Elbette öğretmenlerimizin içinde bulundukları zorlukları biliyorum. Eğitim sistemindeki yama tutmaz hataların çoğaldığını da. Yine de çocukları seven ve işini seven insanların bu alanlarda olmaları gerektiğini düşünüyorum. Başka türlüsünde yapılacak bir şey değil sanki öğretmek. Bazen tüm sıkıntılar üzerinize gelse de bir öğretmenin çabası umut üretmenizi sağlar ya, işte öyle bir şey. Bazen öğretmen değil de yazar umut bırakır size. Hem de dili, dilinize yabancıyken, sorunları sorunlarınıza uzakken. Hem de dışardan baktığınızda başka bir coğrafya ve kültürdeyken. Ama işte öyle değil aslında. Eğitim ve evrensel olan her şey birbirimizi bağlıyor biz farketmesek de. Doğa gibi mesela. Sizin x ülkesinde verdiğiniz zarar y ülkesinin çocuklarını etkiliyor veya tam tersi. Ya da siz x ülkesinde bir şeyi çocuklara daha iyi öğretmek için adım atıyorsunuz ama y, z, d ve diğer harflerdeki ülkelerde karşılık bulabiliyor o çaba. Aynen elimdeki kitap gibi. Burhan Sönmez'in söylediği gibi "Edebiyat dili anadilimizdir." Biz de o anadili konuşuyoruz aslında. İşin güzel yanı, o dilde kötülüklerin beslenememesi. O dilde sadece çocuklar, insanlar, hayvanlar ve doğa için yaşamdan yana tavır alanlar yer bulabiliyor. O dili herkesin paylaşamaması da bundan işte. Umut yeşertiyor o dil. İşi, uğraşı, mesleği ne olursa olsun, bir derdi olanların mekanı aslında en çok da o dil. Elimdeki kitap gibi üç arkadaşın dayanışması var, birlikte hareket etmesi ve umudu yeşertmesi var. Çaba, emek ve sabır var. Sonra o üç arkadaşın yaşadıklarından bizlere kalanlar var. Örneğin Aleks'in matematik sınavları için artık eskisi kadar zorlanmadığı ve öğrendiğini hissettiği anlar var. Her çocuğun ona uygun özelliklerde davranıldığında öğrenebileceği bilgisi var. Dahası mı? Dahası umut ve istek var benzer açıdan bakanların çoğalması adına. Ben sadece bu kitap üzerine yazarak niyetimi beyan ediyorum ama bu alanda çabalayan onlarca eğitimciye de saygılarımı sunuyorum.

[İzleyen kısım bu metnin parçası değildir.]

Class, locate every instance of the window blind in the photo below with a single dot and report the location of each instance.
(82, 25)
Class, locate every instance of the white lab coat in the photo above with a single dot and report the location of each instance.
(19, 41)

Onlardan bir tanesi Bilge Savacı. Nerden nereye demeyin lütfen. Sadece internet üzerinden tanıdığım ve paylaşımlarından takip ettiğim Bilge öğretmen de çocuklara kitapların büyülü dünyasını aralayanlardan. Üstelik bunu tüm derslerine keyifle dahil edenlerden. Üstelik karamsarlık ve hayal kırıklığı yerine umut verenlerden. İçinde bulunduğu ortamın sorunlarından sıyrılıp ilk işinin öğretmek olduğunu bilenlerden. Sadece bir örnek bırakıyorum buraya. O da çok sevdiğim bir kitap üzerine (Sevgili Sara Şahinkanat'ın yazdığı "Yavru Ahtapot Olmak Çok Zor" kitabının minik ve sevimli karakteri) çizimi ve matematiği bu güzel kitapla çocuklara anlatma telaşını resmediyor.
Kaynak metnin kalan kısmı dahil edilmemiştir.